Estudioso do Surrealismo, acaba de ser publicado, pela ARC Edições/Sol Negro Edições, o livro Para uma poética da utopia, onde reúne ensaios e traduções, que trato de apresentar, em texto de uma de suas orelhas, nos seguintes termos:
O poeta, ensaísta e tradutor Carlos Lima reúne substanciosa seleção de ensaios e traduções, priorizando o alentado tema das vanguardas, em especial o Surrealismo, corrente da qual ele é um capaz estudioso, apresentando também em sua criação poética uma sutil afinidade. Dentre seus livros de poesia, um deles se destaca pela rara beleza imagética, Anatomia da melancolia, de 1982. A escolha ao acaso de uma imagem tecida em um de seus poemas nos dá uma ideia da vertigem que sua poética pode alcançar: A vida apenas esta / no exílio selvagem dos meus olhos perdidos dos teus / na vertigem do abismo desse céu onde se escreve a palavra nunca. Neste poema dedicado a André Breton, Carlos Lima atesta o que ele próprio chama de sua aventura lucilante, aventura que se expande pelo território da tradução, como essa valiosa seleção que nos apresenta neste Para uma poética da utopia, onde se verifica não apenas o labor tradutório, a intimidade que exibe com seus autores prediletos, como também a acertada e insuspeita decisão por uma mostra de primorosos poemas, como aqueles assinados por Artaud, Breton, Huidobro e Pellegrini. Prova-se com isto que o trabalho do tradutor de poesia excede a simples versão de uma língua a outra, exigindo também o conhecimento poético que lhe permite a decisão valiosa por este ou aquele poema. E Carlos Lima também confirma um domínio estético ao estudar as variadas vozes e assuntos pertinentes à vanguarda, destacando esse aspecto mágico de sua utopia. Para uma estética da utopia é, portanto, um livro que, sob todos os prismas de sua feitura, nos incita a uma viagem fulgurante, pelo interior dessa poesia que se encontra entre as mais reveladoras poéticas do século XX.

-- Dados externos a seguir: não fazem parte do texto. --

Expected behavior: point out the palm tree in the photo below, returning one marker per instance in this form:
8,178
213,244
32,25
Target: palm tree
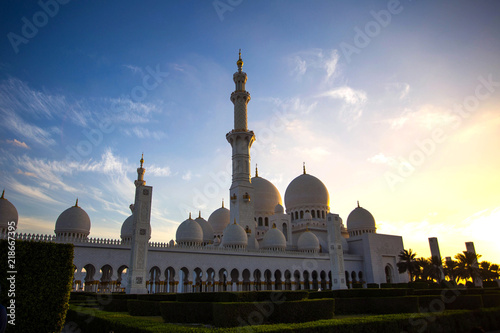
451,270
407,263
434,269
468,266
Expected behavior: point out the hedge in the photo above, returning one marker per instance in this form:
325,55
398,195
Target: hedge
376,305
42,284
257,313
143,308
187,312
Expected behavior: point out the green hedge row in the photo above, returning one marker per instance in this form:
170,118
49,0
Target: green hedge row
258,313
41,285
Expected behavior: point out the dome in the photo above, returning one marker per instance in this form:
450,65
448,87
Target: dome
265,194
360,219
234,236
306,190
8,213
274,239
73,220
308,242
208,231
189,232
219,220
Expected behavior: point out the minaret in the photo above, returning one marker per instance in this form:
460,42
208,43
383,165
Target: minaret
241,139
137,273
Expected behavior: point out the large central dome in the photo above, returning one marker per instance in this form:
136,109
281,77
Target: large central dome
266,196
306,190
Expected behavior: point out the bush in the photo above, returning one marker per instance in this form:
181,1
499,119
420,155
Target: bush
42,284
143,308
187,312
256,313
376,305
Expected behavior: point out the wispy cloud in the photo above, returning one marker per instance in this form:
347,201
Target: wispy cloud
18,143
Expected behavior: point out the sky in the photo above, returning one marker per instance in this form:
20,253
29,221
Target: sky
392,103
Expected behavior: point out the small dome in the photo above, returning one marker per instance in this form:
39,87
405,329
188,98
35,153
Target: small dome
266,196
8,213
189,232
234,236
219,220
208,231
306,190
360,219
308,242
73,220
274,239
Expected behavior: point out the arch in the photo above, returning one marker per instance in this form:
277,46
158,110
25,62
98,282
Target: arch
257,276
268,280
277,280
315,284
307,285
296,280
246,280
389,277
154,280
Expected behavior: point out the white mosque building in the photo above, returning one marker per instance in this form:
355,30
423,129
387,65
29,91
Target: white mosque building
254,245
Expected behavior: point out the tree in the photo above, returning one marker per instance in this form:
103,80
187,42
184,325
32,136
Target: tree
407,263
451,270
468,266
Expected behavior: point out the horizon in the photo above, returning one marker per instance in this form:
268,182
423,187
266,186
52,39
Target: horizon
395,104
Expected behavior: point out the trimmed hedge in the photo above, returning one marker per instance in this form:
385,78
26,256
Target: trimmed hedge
376,305
42,284
187,312
143,308
257,313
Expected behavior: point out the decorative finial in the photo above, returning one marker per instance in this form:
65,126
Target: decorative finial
239,62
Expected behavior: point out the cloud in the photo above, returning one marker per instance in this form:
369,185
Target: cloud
18,143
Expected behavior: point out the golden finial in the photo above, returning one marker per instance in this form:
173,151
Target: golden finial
239,62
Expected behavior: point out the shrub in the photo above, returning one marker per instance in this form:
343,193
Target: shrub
143,308
187,312
42,284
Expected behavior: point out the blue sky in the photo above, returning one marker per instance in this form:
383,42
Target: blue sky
367,94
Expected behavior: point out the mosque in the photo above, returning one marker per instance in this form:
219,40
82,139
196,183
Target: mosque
254,245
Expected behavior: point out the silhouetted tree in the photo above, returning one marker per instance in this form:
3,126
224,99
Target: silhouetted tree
407,263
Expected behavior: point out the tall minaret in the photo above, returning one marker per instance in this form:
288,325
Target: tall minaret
241,139
137,273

Em uma rápida conversa com ele, observei que a poeta e tradutora Elys Regina Zils, ao lado de Anderson Costa, tem em preparação um volume de entrevistas que revelam bastidores relevantes do Surrealismo no Brasil, ele então me disse estar de acordo com seu valor, acrescentando que qualquer coisa dentro desse caminho do surrealismo sempre é importante. Para ter uma penetração e também porque o surrealismo foi muito mal definido. Teve uns momentos que não se deu conta. Carlos precisou ainda algumas sutilezas, como: No Brasil, o surrealismo não é assim uma coisa tão íntima. Fica de fora. Tem sempre uma coisa que te converge para outra aproximação. E recordou que uma das essências do Surrealismo radica na turbulência que sua linguagem acaba sempre por provocar.
A SARÇA ARDENTE
SIM ali com seus olhos famintos de medusa
como uma musa trágica na floresta dos sentidos
lavrada pelo orgulho da manhã
o sol de abril e a grande revolução
dos corpos nus perdidos na primavera
azul do sangue e que corroem sonhos
cegos como as marcas do não
ali onde trezentas rosas vermelhas assassinam meu coração
os nenúfares embriagados choram
sob a capa de chuva da palavra AMOR.
A NATUREZA DAS COISAS
a Dadá
Ela
caminha nos trópicos é um arquétipo de sombras
quando se despe é quase um incêndio
ela
possui a cruel beleza dos monstros antigos
o sol nasce em sua cintura
e cega os enigmas as ruínas do silêncio
ela
é a mãe do mistério das coisas
perto da sua boca a natureza não chora
seus pés violetas são fábulas de sonho
e os seios por toda cidade apagam as estrelas
ela
é (apenas) música totem o aroma
de urzes surdas
entre seus olhos e o meu assombro
ela
desfaz a ameaça dos dias.
A OSTRA MORTA OU PETER SCHLEMIHL E SUA SOMBRA
a Ricardo G. Dicke,
“Mago do Cerrado”
Ainda subiremos aos telhados da noite
arrastando na carcaça velhos e novos sonhos
levaremos nossos pés entre coisas nulas
entre coisas nuas agitaremos nossos cabelos
brancos
nem vítimas nem algozes
na felicidade proibida das coisas próximas
“Aqueles momentos ficarão perdidos
no tempo como lágrimas na chuva”
seremos adoradores perquiridores
os últimos de inédita súplica noturna
“tente pensar com o coração”
em voz baixa ler esse poema
eu não vou chorar
afinal dezembro é uma caixa fúnebre
uma vocação para o declínio dos corpos
invenção do amor a seus escravos
só a paixão os salva
Luz clamando contra muros
cotidianos giramos amordaçados
olhando pelas ondas o tempo perseguir ladrões
do odor de vozes velhas e suas cinzas
Para os vermes socrática paciência!
Fala rápido Carrasco contra Vítima
Rápido Cadela da Grande Raiva!
A HÖLDERLIN
No cimo da mais alta montanha
em meio a tempestade mais rude
cantas para os amantes
únicos destas altitudes, destas solidões.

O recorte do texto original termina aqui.